- Italian theatrical release poster by Renato Casaro
- Directed by: Franco Castellano Giuseppe Moccia
- Written by: Franco Castellano Giuseppe Moccia
- Starring: Adriano Celentano Ornella Muti
- Cinematography: Alfio Contini
- Edited by: Antonio Siciliano
- Music by: Detto Mariano
- Production company: Cineriz
- Distributed by: Verleih J
- Release date: 20 December 1980 (Italy);
- Running time: 96 min. ca. (104 min. original uncut version)
- Country: Italy
- Language: Italian
- Box office: 17 billion lire (Italy) 56 million tickets (USSR)

= The Taming of the Scoundrel =

The Taming of the Scoundrel (Italian: Il bisbetico domato , literally "The ill-tempered man being tamed") is a 1980 Italian film directed by Castellano & Pipolo The plot is loosely inspired by William Shakespeare's The Taming of the Shrew.

==Synopsis==
Adriano Celentano plays the part of Elia, a well-to-do and witty farmer who is, however, a somewhat grumpy loner who specifically resists his housekeeper Mamie's efforts to marry him off to a nice girl. One stormy night, however, a beautiful young lady named Lisa is forced to stop at his farmstead because her car has broken down while she was on her way to her fiancé. Intrigued by Elia's personality, she decides to stay and make the grumpy farmer come out of his rough shell, an intention which in time develops into genuine affection.

Elia is not unresponsive to Lisa's advances (the heat stirred by which he tries to alleviate by splitting logs of wood), but he maintains his rough exterior and tries his best to get rid of her, to the point that he once even tractor-drags her bed, with Lisa inside, out of the guestroom into the midst of the nearby village after she attempts to extend her stay by claiming that her ankle is sprained. Eventually, Lisa leaves in disgust, but so does Mamie, who has developed a genuine liking to Lisa. Also, as soon as she is gone, Elia realizes too late that he has also fallen in love with Lisa.

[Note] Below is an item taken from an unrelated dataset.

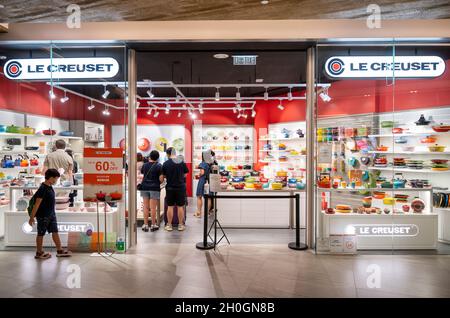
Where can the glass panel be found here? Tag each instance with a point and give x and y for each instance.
(354, 141)
(22, 102)
(421, 114)
(61, 106)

Eventually, in order to win her back, Elia attends a basketball match between a team from his own village and the team sponsored by Lisa's fiancé. With his native team on the verge of losing the game, Elia enters the field and employs his skills to tip the scores to their benefit. Following the successful conclusion of the match, he asks for Lisa's hand, but she refuses to do so unless he has publicly declared his love for her. Using the playing hall's loudspeaker system, Elia does so at full volume; the two get married, and Elia unloads his years of penned-back sexuality in a manner which leaves the house (quite literally) aquake.

==Cast==
- Adriano Celentano as Elia Codogno
- Ornella Muti as Lisa Silvestri
- Edith Peters as Mamie
- Pippo Santonastaso as Don Cirillo
- Milly Carlucci as Renata
- Marco Columbro as the chauffeur
- Sandro Ghiani as the gas station attendant

==Reception==
===Box office===
The Taming of the Scoundrel was the top grossing film on the Italian market for the season 1980/1981, earning about 17 billion lire. The film was released in the Soviet Union in 1983, selling 56 million tickets in the country. This made it the year's highest-grossing foreign film in the Soviet Union, and the eleventh highest-grossing foreign film ever in the Soviet Union.

===Music===
The closing theme song "Innamorata, Incavolata A Vita" performed by Adriano Celentano was a minor hit, ranking 18 and staying on the Italian singles chart for 16 weeks.